JULY was a good month for e-payments in Singapore. PayNow, the long-awaited, bank-agnostic fund transfer service supported by seven banks here, was launched. Stripe, the San Francisco payments tech company, said that Singapore Internet businesses can accept payments via Alipay and WeChat Pay using Stripe's software, opening China's massive consumer market to businesses here.
While these are great developments for Singapore, which aspires to become a cashless society, it is still early days. The Republic is light years behind China, a country projected to be the first in the world to go fully cashless, and where one can now pay for shao bing (an inexpensive, round baked bread topped with sesame seeds) from any nameless street stall using just his smartphone, which is most fascinating.
Just how did China - a country that has 1.379 billion people and is 9.597 million square kilometre huge - get ahead? And how is Singapore - with a 5.607 million population, a land size of only 719.1 square kilometres and good tech infrastructure - not there yet?
For starters, China has WeChat and Alipay, two major apps that let users do many things, including sending money to peers, and scanning QR codes to pay for purchases in shops. China's highly-controlled online environment means that Western apps are blocked and Chinese apps get to dominate, so when the latter introduce payment functions, these become an easy and natural way to replace cash.
Moreover, China's booming e-commerce scene only helps to further drive payments away from cash. The country is also at a tipping point, where the younger generation has never read a newspaper and, in the future, analogously never have to use cash. Essentially, consumers in China run their whole lives through their smartphones today.
In Singapore on the contrary, cash is king. And to the bewilderment of millennials here, cheque is too. Last year, 60 per cent of consumer payments were reportedly made in cash. In 2015, 30 per cent of business transactions were found to have used cheques. Clearly, cashless or mobile payments have yet to catch on.
The Association of Banks in Singapore (ABS), when asked for reasons behind Singapore's lag in becoming a cashless society as compared to China, pointed to local developments in cashless payments instead.
This is the full response from ABS director Ong-Ang Ai Boon, which The Business Times obtained this week: "Singapore banks have traditionally provided customers with a wide range of payment options - both with cash and without, as well as with the use of cheques.
"Cashless payments through credit and debit cards have been around for many decades in Singapore and are popular with a broad range of users. Many day-to-day transactions, at the supermarket or at the MRT stations, are paid for using bank debit cards at points-of-sale. One of the recent products, the multi-currency debit card, allows customers to go cashless for foreign currency transactions.
"The Republic also has one of the highest concentrations of ATMs per square metre of physical space and bank customers do not have to go far to get cash. Cheques clearing here is also one of the most efficient in the world.
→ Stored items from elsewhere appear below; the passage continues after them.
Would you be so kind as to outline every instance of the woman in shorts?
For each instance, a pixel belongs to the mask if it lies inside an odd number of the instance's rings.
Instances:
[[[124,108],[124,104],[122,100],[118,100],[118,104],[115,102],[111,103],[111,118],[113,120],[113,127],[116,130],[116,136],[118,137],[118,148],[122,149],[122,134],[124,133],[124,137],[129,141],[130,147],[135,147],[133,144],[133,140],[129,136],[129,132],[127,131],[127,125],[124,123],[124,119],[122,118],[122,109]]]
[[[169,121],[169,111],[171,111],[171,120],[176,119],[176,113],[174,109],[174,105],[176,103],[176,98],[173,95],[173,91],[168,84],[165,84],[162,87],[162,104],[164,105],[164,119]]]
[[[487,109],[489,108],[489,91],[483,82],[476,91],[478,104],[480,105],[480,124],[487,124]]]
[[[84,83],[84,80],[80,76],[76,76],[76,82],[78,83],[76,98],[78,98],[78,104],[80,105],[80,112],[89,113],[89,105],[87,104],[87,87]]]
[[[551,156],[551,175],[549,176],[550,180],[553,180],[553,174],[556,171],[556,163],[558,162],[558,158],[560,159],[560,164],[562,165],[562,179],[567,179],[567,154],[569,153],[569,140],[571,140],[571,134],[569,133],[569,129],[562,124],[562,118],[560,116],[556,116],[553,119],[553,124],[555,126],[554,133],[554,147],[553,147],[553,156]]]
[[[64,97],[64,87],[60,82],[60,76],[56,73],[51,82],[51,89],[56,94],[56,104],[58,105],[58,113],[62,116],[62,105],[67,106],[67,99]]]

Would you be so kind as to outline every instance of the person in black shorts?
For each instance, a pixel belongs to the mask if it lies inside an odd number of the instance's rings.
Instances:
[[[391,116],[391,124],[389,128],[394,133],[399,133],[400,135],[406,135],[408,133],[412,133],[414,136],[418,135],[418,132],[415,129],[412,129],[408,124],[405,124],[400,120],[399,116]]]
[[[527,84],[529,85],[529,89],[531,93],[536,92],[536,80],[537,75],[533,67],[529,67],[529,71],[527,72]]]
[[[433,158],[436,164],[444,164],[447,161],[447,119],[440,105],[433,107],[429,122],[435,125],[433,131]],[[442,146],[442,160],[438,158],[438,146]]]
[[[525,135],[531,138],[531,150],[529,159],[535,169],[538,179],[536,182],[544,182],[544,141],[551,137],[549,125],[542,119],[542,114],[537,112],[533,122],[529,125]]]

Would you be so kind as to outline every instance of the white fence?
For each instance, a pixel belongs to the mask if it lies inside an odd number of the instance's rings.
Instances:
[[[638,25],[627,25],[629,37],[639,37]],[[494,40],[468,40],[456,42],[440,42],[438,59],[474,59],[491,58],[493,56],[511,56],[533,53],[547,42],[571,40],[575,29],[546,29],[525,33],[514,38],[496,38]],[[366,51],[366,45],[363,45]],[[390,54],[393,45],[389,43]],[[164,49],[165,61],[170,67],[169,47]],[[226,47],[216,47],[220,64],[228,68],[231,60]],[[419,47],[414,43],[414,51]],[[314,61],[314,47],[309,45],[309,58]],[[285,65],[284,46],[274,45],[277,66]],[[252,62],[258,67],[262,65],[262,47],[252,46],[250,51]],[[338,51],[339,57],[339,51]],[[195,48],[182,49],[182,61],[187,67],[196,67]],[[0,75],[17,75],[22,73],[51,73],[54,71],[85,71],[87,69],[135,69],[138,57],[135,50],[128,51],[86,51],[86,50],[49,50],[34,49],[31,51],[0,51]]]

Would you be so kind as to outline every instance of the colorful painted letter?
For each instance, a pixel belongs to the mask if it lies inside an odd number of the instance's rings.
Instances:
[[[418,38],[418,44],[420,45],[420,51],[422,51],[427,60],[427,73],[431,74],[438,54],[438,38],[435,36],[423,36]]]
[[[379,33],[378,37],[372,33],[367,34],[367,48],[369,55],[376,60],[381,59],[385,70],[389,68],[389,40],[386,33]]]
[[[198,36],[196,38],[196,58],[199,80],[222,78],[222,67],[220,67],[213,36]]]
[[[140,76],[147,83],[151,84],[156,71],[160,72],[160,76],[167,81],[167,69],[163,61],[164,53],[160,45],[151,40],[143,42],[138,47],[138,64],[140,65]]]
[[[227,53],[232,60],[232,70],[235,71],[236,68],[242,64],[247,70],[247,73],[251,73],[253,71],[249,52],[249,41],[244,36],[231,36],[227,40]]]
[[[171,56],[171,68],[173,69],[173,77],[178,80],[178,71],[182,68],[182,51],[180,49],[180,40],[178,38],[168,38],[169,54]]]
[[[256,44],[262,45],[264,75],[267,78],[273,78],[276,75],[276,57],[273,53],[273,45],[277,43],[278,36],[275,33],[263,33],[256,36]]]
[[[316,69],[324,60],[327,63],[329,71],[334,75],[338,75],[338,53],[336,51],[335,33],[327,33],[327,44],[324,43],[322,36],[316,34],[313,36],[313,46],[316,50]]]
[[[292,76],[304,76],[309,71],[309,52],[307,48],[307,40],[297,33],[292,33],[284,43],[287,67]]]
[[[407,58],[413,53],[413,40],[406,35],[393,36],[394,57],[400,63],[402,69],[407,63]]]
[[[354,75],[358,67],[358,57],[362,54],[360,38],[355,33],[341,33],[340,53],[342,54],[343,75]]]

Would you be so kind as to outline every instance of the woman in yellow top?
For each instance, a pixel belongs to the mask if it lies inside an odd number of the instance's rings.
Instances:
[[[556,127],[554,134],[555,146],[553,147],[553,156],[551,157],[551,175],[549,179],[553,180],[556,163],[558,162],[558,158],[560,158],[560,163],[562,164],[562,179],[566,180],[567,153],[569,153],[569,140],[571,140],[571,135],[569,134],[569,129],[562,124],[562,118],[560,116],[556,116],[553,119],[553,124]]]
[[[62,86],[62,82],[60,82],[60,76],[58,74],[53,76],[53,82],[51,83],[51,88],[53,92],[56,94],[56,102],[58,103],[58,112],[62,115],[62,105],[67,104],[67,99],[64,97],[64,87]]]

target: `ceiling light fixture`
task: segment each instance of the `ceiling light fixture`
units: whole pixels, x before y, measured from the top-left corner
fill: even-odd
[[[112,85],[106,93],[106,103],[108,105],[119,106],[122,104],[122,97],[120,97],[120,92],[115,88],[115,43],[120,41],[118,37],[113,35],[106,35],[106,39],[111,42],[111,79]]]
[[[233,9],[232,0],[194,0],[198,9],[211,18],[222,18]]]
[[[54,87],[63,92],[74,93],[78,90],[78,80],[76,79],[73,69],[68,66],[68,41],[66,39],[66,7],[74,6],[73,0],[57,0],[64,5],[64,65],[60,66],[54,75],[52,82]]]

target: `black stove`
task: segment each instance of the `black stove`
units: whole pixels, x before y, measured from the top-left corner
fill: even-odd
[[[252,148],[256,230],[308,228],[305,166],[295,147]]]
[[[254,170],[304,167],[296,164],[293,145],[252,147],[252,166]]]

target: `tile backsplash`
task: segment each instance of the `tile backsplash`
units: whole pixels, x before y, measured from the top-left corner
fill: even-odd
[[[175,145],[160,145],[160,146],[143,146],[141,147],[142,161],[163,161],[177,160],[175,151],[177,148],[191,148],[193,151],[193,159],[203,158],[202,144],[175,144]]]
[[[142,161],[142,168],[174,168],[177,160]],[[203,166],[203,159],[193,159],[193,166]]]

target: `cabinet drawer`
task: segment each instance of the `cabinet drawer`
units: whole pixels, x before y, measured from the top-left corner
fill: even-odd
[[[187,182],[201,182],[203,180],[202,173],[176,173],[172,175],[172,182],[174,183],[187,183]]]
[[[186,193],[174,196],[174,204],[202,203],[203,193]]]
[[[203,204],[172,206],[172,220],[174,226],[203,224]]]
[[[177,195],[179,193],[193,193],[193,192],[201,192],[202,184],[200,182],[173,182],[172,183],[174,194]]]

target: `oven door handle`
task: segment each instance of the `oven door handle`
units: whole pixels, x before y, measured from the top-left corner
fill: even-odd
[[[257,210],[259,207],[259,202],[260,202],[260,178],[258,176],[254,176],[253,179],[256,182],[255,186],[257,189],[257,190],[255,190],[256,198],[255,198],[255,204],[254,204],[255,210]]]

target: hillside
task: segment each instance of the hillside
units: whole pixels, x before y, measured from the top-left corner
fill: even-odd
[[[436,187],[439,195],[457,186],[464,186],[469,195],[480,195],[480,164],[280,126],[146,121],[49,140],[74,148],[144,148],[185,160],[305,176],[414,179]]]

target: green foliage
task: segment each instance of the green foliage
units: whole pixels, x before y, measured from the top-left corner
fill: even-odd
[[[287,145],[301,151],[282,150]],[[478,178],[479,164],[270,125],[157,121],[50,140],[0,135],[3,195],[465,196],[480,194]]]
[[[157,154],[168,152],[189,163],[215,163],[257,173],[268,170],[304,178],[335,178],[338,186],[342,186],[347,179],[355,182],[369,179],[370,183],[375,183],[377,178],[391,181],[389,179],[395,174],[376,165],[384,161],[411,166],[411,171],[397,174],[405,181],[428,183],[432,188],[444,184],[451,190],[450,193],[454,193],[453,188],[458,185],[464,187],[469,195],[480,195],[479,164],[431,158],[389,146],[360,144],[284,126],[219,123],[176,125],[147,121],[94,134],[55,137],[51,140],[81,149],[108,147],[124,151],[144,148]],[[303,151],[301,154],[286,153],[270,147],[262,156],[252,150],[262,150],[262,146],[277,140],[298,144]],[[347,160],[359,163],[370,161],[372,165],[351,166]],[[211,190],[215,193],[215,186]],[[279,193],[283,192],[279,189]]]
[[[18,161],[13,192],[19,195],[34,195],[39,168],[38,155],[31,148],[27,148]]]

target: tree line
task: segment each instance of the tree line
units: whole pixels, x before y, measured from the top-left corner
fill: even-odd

"In recent years, because of advances in technology and the widespread use of the smartphones, cashless payments through e-wallets have also been on the rise. The latest cashless method is the peer-to-peer fund transfer service called PayNow which was launched by seven ABS members. Users can just transfer money using mobile phones or their IC numbers."
What stood out from the response were terms such as "cheque", "credit and debit cards", "ATM" and "get cash". Most of these are dated, and at least one of them should soon be obsolete. Smartphones, the most important tool that powers cashless and mobile payments today, was mentioned only at the end.
To be fair, Singapore's three banks have made good progress in cashless and mobile technologies. But each bank's developments mainly serve its own customers, so the space remains fragmented. That every bank is obsessed with being the "first and only" bank to achieve something does not contribute to an all-embracing, comprehensive plan to transform Singapore into a cashless society.
"First and only"
Just last week, UOB said that it has become the "first and only bank in Singapore" to extend the use of PayNow to social messaging apps through its banking app, UOB MyKey. This is after a collaboration with one of its backed startups, PayKey.
Last month, DBS reiterated during the launch of PayNow that it was the "first bank in Singapore" to roll out QR code payments, which is through its mobile wallet, DBS PayLah!, in April.
In similar fashion, OCBC reinforced that it was "the first" here to spot the early friction of customers forgetting bank account numbers while making fund transfers, and in 2014 launched OCBC Pay Anymore, a fund transfer app that lets customers send payments using just the recipient's mobile number.
Being the first and only, while individually laudable for the banks, are ultimately meaningless standards in Singapore's drive to become a cashless society. To get there, Singapore needs a bolder, more overarching plan, and to forget cash and cheque.